Moving on to dessert. It’s fitting that we’re getting three dessert courses, as Chef Kahn started his culinary career in dessert and has worked pastry in some of the finest restaurants in the country. This is the most popular dessert on the menu, present since Day 1. And it doesn’t disappoint.


BIRCH ICE / almond praline, red currant,  green almond, jasmine  ($10)

One of our servers called Chef Kahn “The Mad Scientist” with regards to this dessert. I was thinking “why the fuck would I eat a fishbowl of bubbles with a piece of felt on top?” But wow, this was arguably the most impressive thing I had that night. The “felt” was soft almond praline (I think), the bubbles were jasmine tea foam, and under the bubbles were red currant, green almond, and crushed ice. Everything just worked in this. So creative.

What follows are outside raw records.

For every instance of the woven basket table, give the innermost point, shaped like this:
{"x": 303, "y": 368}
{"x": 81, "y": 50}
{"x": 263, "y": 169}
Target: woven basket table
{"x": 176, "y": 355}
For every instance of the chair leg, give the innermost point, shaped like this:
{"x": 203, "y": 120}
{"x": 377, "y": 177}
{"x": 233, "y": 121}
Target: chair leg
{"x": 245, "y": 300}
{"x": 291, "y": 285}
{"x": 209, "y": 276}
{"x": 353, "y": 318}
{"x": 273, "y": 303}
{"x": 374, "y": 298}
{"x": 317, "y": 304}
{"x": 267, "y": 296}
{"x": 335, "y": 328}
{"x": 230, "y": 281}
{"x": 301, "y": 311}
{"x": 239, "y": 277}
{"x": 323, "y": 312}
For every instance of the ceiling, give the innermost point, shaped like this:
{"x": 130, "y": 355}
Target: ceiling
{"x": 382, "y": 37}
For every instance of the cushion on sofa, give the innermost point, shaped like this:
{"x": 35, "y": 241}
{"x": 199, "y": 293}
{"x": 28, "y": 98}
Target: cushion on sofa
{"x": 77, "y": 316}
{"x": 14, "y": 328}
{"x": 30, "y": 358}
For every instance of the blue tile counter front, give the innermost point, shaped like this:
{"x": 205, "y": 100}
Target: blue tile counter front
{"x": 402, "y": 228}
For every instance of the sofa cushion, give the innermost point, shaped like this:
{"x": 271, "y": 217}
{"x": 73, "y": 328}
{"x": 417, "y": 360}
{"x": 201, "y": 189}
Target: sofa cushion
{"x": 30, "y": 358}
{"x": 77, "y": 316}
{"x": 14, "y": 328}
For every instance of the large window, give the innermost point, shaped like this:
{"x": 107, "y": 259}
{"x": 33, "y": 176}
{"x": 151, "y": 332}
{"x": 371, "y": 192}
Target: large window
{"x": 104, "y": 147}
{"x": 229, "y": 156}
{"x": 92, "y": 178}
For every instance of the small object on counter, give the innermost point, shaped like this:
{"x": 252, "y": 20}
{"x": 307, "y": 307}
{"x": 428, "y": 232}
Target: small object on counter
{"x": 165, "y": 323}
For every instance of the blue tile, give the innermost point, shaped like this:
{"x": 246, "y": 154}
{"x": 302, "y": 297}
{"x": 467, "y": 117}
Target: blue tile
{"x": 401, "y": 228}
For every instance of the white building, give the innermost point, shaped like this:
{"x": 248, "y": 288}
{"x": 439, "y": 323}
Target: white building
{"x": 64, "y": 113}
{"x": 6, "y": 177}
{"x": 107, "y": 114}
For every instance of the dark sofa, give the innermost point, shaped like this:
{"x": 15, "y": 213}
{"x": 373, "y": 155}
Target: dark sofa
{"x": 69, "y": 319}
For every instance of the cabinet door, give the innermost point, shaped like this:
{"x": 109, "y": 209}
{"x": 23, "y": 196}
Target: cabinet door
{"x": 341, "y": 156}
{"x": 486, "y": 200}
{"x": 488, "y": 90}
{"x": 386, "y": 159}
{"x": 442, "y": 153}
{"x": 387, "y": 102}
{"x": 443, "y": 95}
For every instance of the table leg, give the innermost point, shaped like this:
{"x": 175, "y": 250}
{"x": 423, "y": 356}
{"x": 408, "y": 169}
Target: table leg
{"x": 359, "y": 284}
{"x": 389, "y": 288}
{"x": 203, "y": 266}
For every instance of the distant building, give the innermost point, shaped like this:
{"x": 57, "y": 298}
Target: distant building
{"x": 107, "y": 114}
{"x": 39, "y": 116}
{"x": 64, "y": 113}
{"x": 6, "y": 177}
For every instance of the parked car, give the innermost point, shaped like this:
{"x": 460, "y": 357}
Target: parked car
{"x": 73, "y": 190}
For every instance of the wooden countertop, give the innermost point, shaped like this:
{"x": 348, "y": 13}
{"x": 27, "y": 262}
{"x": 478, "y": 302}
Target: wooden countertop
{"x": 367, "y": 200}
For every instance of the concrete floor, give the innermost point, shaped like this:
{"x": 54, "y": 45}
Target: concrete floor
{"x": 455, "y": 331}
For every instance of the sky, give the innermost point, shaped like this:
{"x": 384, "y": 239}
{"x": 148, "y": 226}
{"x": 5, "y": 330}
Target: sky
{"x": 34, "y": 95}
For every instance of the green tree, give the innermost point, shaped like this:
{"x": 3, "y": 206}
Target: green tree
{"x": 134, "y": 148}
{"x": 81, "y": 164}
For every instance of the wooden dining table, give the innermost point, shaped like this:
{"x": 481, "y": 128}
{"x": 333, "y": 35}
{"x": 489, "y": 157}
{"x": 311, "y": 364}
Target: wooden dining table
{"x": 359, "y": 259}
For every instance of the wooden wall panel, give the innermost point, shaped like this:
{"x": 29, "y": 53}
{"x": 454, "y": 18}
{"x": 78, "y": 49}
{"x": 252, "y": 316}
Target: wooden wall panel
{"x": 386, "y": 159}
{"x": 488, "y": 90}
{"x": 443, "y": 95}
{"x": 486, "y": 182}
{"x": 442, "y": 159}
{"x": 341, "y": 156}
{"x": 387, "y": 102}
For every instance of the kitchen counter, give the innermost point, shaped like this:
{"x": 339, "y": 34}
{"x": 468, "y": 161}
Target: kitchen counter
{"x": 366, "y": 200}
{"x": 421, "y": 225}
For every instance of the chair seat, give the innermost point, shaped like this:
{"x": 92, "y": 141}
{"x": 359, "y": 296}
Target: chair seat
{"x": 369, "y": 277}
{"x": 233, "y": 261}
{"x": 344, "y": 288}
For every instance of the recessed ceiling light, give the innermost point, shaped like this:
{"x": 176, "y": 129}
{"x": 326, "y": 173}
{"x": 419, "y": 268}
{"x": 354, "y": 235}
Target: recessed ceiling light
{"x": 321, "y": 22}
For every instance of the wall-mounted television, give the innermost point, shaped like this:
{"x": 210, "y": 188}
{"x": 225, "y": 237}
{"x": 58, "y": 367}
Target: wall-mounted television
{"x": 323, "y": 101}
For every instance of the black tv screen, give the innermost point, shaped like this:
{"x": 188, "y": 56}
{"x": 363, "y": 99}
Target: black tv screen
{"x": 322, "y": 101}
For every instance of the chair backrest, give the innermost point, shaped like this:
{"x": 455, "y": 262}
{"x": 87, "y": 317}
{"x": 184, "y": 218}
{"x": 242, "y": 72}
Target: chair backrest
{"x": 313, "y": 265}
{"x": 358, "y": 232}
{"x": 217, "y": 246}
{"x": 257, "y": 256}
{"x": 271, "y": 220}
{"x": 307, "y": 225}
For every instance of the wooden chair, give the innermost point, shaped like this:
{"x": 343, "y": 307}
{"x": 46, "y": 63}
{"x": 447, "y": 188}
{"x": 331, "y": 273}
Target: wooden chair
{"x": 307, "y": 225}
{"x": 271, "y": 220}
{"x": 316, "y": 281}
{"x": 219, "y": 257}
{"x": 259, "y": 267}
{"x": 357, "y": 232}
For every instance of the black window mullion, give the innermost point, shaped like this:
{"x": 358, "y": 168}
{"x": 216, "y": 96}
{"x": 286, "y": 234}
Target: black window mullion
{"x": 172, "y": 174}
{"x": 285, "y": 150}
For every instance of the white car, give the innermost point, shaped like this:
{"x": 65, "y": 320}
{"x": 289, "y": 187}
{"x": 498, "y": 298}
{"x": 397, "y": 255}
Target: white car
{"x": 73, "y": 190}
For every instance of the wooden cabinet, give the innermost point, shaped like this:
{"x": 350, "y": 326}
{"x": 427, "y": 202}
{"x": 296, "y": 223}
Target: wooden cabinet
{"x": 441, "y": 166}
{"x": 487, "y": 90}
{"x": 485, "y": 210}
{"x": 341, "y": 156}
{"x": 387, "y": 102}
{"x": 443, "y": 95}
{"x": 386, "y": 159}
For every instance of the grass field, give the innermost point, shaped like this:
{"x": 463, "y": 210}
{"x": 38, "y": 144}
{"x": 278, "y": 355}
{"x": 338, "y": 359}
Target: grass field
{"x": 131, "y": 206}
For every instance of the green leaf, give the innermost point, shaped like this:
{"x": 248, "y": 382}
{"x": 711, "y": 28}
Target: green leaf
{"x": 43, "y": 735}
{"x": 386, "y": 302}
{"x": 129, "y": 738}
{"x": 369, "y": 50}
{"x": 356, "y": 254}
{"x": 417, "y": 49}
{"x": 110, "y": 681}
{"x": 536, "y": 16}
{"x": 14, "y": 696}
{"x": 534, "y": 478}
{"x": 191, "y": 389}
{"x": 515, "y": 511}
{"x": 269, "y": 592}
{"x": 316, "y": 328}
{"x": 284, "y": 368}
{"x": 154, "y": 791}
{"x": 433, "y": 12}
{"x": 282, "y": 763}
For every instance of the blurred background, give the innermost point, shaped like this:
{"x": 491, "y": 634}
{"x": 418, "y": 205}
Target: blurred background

BITTER CHOCOLATE / kecap manis, oats, parsnip, brown butter, soy milk sorbet  ($11)

Like the coconut baravois, I had this one my first visit. Very good, but by far the most straight-forward dessert. And it was unable to deliver after we’ve had the previous two desserts.

The ten dishes that we had were all on the a la carte menu that night. Then what is the point of ordering the tasting menu, you ask? Well first of all, the tasting menu allows the kitchen to script a composed meal. For the most part, there was a nice progression from one dish to another. We started with two cold dishes, then an appetizer, then a veggie course, then three heavier courses, capped off with the desserts. Sounds like a plan to me. Also, the tasting menu allows the kitchen to send out what they think is best that night. While I consider myself pretty deft at ordering, I tend to order protein-heavy. So I would’ve most likely avoided Chef Kahn’s amazing vegetarian compositions, despite reading great things about them. Lastly, I did the math, and I believed Paul and I saved around $15-20 combined, if we compared what we had to the prices of those dishes on the menu (8/3/12 EDIT: fellow CH’er yangster caught a math error – we would’ve saved a combined $4. I could’ve swore we saved more. Maybe one too many drinks? Or maybe a free drink? Anyways, my bad guys).

So yeah, protip: order the tasting menu.

Chris Hei grade: A-

Red Medicine
8400 Wilshire Blvd
Beverly Hills, CA 90211
(323) 651-5500

4 thoughts on “Red Medicine (2)

  1. I think the common wisdom on CH is not to mix the uni add-on into the congee. I did a little of everything with my bowl of congee: just rice, uni + rice, egg yolk + rice, uni + egg yolk + rice. It was all delicious.

  2. Nice review BTW. I hate that the lighting is so low there after dark, and I’m not one to break out the flash and disturb other diners either. I didn’t realize they did tasting menus. Definitely the way to go. Did you each have to order it, as some places mandate for tasting menus or omakase, or did you split it with your friend?

    1. Thanks Peter. Yeah the lighting sucks there, and I’m using an iPhone 3GS (so no flash even if I wanted to disturb). They didn’t say if the entire table is required to order the tasting menu, but I’m pretty sure it is. If you get more people, I assume it’s just multiple orders of a dish and/or they’ll include a large format dish.